Chart shows economies that have reported more than 100 sequenced cases of the delta variant. In 13, it accounts for over 50% of cases. The number is probably understated in countries that aren’t testing for variants, says Oxford Economics.

May said allowing a surge in cases would also undermine the “positive effect on the economy from looser restrictions.” In other words, it would lead to more people in quarantine and therefore supply-side disruptions, as well as fears of contagion leading to less mobility.

The U.K. government has come under criticism for its plans to relax all restrictions as of July 19, as Prime Minister Boris Johnson argued that it was far better to allow for a surge in cases in summer, when schools are on vacation than in winter, when the virus could have an advantage. Health secretary Sajid Javid has warned that cases averaging about 30,000 a day could climb to 100,000 during the summer.

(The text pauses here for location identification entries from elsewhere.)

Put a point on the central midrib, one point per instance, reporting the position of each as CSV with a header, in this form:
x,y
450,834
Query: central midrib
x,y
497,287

One scientific model has suggested that, when it does peak, the U.K. outbreak that is being driven by the delta variant will send more than 1,000 people to hospital a day and kill 100 a day. A recent letter signed by more than 120 of the world’s leading scientists has protested the U.K. government’s relaxation strategy and laid out the dangers of that policy.

Oxford Economics’ May said that the current wave of U.K. cases has been driven by the fact that one shot of vaccines such as those from AstraZeneca

–Oxford University and Pfizer


provide far less protection against the delta variant.

Read: Pfizer, citing Israeli data that says the delta variant is making its COVID-19 shot less effective, calls for boosters. Medical experts say it’s too soon to worry.

“At present, about one-third of the U.K. population have not received a vaccine while 17% have had one jab and the remainder have been fully vaccinated,” said May. “Based on all the above figures, vaccinations probably provide the U.K.
population on average between about 40% and 55% protection from the delta variant.”

The economist’s warning came as Tedros Adhanom Ghebreyesus, the World Health Organization’s director-general, on Monday criticized the global vaccine-supply gap as “hugely uneven and inequitable.” At a meeting to discuss boosters with Pfizer, the Food and Drug Administration told the pharmaceutical group, which is working on one aimed at the delta strain, that they were not yet needed.

Read: Fauci says COVID-19 vaccine boosters not needed for now, with delta variant mostly infecting the unvaccinated

“Some countries and regions are actually ordering millions of booster doses, before other countries have had supplies to vaccinate their health workers and most vulnerable,” said Ghebreyesus.